Caracas. The city where the air tastes of diesel and despair. Today, the hospitals of Venezuela's capital have become the stage for a grotesque ballet of panic attacks and compound fractures, a performance so absurd that even the cockroaches are checking their insurance policies. And who comes to rescue them? A team of NHS angels, dispatched from Blighty, their bags packed with paracetamol and pluck. But let us not applaud too soon, for this is no mere medical mission: it is a farce of imperial proportions, a pantomime of goodwill played out on a stage built of broken promises.
The numbers, darlings, are sheer poetry. Emergency rooms drowning in patients whose hearts are racing faster than a Tory MP fleeing a scandal. Fractures: arms, legs, pelvises, all snapping like twigs under the weight of a society that has forgotten how to build. The source? Not a single, catastrophic event, but the slow, grinding collapse of a nation's infrastructure. Roads that swallow buses whole. Buildings that sigh and crumble. And the panic: a contagion more virulent than any virus, spreading through the populace like a bad joke.

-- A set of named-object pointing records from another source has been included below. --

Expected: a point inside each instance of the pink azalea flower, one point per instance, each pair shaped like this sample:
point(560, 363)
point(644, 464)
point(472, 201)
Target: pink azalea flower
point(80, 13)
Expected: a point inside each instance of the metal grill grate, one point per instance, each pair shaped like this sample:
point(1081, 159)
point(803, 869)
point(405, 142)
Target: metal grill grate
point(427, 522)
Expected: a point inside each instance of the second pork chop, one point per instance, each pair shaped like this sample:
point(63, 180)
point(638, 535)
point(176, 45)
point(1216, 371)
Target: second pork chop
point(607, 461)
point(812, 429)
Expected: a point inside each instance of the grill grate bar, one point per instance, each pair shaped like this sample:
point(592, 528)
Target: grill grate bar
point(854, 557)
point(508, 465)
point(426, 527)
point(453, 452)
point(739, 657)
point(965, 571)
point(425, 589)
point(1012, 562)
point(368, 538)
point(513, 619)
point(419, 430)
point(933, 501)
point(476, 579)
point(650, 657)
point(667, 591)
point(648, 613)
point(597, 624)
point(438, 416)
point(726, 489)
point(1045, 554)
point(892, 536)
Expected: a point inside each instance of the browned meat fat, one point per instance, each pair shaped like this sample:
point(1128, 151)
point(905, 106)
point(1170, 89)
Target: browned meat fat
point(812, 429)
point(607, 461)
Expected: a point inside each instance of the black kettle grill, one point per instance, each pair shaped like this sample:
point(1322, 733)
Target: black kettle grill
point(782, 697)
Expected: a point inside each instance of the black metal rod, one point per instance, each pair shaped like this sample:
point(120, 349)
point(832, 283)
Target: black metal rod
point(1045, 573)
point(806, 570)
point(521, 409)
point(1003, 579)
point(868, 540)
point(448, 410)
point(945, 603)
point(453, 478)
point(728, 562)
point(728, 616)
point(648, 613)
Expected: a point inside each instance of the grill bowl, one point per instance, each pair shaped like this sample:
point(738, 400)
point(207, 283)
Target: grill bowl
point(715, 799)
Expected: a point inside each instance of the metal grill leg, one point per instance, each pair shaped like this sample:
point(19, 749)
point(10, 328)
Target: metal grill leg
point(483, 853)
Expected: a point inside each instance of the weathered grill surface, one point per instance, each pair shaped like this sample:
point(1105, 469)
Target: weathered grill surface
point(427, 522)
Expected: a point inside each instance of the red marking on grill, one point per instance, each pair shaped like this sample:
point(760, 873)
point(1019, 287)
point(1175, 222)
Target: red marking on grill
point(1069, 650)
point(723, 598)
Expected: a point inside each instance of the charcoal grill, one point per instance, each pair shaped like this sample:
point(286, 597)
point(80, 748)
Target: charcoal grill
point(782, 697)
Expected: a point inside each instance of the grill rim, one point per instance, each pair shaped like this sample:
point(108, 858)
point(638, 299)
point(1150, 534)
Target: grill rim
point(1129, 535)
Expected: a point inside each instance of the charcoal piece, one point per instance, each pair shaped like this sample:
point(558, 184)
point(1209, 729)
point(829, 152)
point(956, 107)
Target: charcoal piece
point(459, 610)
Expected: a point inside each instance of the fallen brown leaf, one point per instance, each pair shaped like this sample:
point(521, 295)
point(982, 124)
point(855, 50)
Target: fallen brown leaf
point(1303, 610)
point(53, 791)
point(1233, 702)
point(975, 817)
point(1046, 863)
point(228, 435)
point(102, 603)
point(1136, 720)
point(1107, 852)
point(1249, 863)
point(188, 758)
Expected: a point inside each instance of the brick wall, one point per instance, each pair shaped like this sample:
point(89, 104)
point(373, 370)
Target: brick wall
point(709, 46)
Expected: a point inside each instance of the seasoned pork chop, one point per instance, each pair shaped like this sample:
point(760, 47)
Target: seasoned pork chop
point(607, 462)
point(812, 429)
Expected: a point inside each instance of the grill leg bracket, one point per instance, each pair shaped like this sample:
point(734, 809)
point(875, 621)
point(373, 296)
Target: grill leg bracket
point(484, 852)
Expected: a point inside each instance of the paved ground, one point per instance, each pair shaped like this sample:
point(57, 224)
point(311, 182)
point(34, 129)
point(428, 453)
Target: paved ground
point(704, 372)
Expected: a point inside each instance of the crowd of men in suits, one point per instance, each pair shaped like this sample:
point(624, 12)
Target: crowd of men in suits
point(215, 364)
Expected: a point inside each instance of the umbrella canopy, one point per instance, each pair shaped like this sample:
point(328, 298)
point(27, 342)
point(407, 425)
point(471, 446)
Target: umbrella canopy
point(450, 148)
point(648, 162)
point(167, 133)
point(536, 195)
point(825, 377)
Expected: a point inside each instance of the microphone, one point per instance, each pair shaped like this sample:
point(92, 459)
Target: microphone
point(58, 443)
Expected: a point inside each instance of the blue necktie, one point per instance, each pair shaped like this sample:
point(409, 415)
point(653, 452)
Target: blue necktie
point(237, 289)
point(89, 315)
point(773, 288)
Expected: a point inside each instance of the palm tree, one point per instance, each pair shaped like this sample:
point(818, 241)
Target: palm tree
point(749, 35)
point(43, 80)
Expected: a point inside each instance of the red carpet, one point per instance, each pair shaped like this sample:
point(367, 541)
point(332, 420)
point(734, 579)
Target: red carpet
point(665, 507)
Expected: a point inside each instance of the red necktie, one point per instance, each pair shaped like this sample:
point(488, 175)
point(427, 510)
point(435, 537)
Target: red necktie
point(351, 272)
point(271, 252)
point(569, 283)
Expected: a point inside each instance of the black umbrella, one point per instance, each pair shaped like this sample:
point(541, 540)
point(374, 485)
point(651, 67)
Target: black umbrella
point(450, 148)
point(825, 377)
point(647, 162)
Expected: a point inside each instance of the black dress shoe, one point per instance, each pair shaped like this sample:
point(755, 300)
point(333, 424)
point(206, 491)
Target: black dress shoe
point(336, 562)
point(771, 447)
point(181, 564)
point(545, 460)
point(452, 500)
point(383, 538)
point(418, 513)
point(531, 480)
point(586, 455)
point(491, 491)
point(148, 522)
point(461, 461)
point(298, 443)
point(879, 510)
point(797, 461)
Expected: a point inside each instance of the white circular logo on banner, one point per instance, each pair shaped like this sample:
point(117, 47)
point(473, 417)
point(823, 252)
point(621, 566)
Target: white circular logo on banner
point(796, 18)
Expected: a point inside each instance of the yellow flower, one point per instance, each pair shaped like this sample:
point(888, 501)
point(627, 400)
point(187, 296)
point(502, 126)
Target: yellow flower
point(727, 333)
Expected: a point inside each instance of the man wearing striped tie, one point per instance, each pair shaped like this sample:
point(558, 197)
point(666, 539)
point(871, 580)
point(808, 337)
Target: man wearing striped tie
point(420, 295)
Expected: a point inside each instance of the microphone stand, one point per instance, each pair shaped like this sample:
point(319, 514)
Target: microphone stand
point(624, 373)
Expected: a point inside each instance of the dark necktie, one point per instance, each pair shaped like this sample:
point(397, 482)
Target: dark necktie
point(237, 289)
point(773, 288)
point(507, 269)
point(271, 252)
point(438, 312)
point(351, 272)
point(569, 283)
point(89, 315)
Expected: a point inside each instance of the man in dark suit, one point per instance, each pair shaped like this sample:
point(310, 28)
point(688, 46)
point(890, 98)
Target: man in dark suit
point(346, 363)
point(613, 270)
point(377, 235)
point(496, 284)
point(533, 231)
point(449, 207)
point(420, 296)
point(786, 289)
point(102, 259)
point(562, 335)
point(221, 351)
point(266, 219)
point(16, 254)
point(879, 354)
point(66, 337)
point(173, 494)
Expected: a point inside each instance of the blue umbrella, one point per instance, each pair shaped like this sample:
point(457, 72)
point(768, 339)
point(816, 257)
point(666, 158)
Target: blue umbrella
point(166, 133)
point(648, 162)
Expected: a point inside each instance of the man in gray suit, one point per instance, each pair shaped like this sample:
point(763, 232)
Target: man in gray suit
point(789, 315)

Enter stage left: the UK field hospital. A gleaming white tent of hope, flown in by Hercules aircraft and staffed by cheerful Brits with reassuring accents. They will fix the broken bones, they will calm the panicked. They will be the stiff upper lip that Caracas so desperately needs. But let us not mistake this for altruism. This is theatre, pure and simple. A chance for the British government to preen its feathers, to say "Look, we do care" while the real culprits, those who starved this nation of dignity, sit in their gilded cages.
I weave a tale of absurdity: a patient with a fractured fibula, his leg bent like a rhetorical question, telling me he feels safer under British care. Safer! From what? From the collapse he himself helped engineer by voting for this mess? Or is it the comforting smell of Tetley tea and antiseptic that soothes his savage breast?
And the panic attacks. Oh, the panic attacks. They arrive in waves, triggered by a power cut, a distant siren, the memory of a meal not eaten. The British nurses, saints in scrubs, administer calm words and diazepam. But the root cause, the systemic failure that makes every day a tightrope walk, remains untouched. This is the great fraud of humanitarian aid: it treats the symptoms, never the disease.
So here we are, in Caracas, where the British Empire's ghost clanks its chains. The field hospital will heal, yes. But the fractures will come again. The panic will return. And the world will look away, satisfied that a few bones were set and some breaths were steadied. We are all complicit in this grotesque comedy. The only question is: who will laugh last?